24.A sentença recorrida considera que não é aplicável a regra especial consagrada no artigo 7 (2), do Regulamento 1215/2012 nos termos em que atribui a competência internacional aos tribunais portugueses, porque parece entender que o local onde alegadamente ocorreu o facto danoso foi em Espanha.

25. Segundo a jurisprudência constante do Tribunal de Justiça a expressão «lugar onde ocorreu ou poderá ocorrer o facto danoso» abrange simultaneamente o lugar do evento causal e o da materialização do dano, sendo cada um deles suscetível, segundo as circunstâncias, de fornecer uma indicação particularmente útil no que diz respeito à prova e à organização do processo – § 27 acórdão do TJUE de 21.12.2021, processo C-251/20.

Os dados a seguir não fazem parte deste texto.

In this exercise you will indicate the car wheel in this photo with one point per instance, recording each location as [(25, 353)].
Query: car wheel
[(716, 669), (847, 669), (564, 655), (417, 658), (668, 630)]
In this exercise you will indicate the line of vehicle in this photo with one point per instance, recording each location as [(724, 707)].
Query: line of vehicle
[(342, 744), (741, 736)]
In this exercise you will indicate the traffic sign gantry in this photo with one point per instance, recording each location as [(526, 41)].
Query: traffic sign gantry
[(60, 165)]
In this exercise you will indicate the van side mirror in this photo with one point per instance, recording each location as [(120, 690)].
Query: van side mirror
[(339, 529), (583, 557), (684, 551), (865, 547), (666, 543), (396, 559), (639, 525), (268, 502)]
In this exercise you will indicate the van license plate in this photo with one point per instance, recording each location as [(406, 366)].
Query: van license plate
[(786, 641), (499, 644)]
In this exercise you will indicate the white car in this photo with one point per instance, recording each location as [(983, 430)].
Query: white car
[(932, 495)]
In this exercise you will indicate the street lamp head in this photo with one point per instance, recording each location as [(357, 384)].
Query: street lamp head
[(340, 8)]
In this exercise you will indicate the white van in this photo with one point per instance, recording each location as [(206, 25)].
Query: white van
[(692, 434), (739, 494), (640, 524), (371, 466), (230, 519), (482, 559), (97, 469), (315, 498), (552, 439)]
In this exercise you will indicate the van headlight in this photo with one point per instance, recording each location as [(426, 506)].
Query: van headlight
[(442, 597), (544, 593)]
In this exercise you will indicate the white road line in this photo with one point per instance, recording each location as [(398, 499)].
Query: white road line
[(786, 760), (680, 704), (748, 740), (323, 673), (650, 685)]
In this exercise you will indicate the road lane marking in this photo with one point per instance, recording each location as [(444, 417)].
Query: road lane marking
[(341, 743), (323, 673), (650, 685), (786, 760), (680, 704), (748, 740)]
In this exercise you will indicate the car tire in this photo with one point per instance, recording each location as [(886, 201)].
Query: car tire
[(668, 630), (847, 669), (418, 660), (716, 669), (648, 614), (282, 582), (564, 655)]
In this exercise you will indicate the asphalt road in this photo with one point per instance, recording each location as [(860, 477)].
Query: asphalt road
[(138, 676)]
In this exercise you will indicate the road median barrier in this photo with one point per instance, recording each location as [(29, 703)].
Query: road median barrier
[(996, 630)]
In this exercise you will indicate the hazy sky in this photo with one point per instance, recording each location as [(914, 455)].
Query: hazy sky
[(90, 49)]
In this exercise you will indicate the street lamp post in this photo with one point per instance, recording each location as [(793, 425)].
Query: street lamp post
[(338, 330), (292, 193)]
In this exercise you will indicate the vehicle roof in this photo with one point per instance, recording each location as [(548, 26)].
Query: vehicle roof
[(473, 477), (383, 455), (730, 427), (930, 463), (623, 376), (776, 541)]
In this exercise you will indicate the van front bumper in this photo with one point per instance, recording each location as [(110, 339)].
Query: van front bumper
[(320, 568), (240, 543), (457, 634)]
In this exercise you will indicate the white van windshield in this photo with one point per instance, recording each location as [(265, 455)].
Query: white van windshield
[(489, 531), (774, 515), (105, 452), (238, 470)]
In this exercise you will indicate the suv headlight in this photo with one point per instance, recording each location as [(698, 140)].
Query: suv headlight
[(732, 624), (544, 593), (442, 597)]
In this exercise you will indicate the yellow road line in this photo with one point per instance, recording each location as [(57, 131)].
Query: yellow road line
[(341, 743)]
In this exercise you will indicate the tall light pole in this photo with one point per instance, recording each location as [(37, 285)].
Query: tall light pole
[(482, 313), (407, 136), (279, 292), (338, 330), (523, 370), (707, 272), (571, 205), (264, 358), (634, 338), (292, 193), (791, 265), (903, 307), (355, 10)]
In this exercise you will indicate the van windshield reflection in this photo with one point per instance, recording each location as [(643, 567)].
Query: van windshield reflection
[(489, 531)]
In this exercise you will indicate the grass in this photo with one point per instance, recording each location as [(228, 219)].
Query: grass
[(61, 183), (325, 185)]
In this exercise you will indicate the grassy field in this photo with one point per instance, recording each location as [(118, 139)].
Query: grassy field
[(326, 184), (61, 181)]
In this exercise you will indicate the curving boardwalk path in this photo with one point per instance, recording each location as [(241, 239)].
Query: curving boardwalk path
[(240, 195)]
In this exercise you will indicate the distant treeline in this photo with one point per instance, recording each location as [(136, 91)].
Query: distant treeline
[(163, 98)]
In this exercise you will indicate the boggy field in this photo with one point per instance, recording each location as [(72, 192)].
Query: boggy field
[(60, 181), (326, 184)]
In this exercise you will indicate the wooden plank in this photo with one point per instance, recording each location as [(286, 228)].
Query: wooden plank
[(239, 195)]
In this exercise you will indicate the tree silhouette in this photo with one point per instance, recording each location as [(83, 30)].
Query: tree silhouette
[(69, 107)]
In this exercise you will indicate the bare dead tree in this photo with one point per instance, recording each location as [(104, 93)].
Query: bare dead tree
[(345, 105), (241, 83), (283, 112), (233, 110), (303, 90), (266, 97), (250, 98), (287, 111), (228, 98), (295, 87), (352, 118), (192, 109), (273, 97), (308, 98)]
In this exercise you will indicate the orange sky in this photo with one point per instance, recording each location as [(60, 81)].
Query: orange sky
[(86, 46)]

26. Mais resulta da jurisprudência do TJUE que o lugar da materialização do dano é aquele onde o alegado dano se manifesta concretamente e que quanto ao dano que consiste em acréscimo de custos pagos em razão de um preço artificialmente elevado”, como é aqui o caso – embora no acórdão em questão se trata-se de um caso de cartel – esse lugar só é identificável para cada alegada vítima individualmente considerada e, em princípio, encontra-se na sede social desta” – § 52 do acórdão Cartel Damage Claims (CDC) Hydrogen Peroxide SA, de 21.05.2015, processo C-352/13.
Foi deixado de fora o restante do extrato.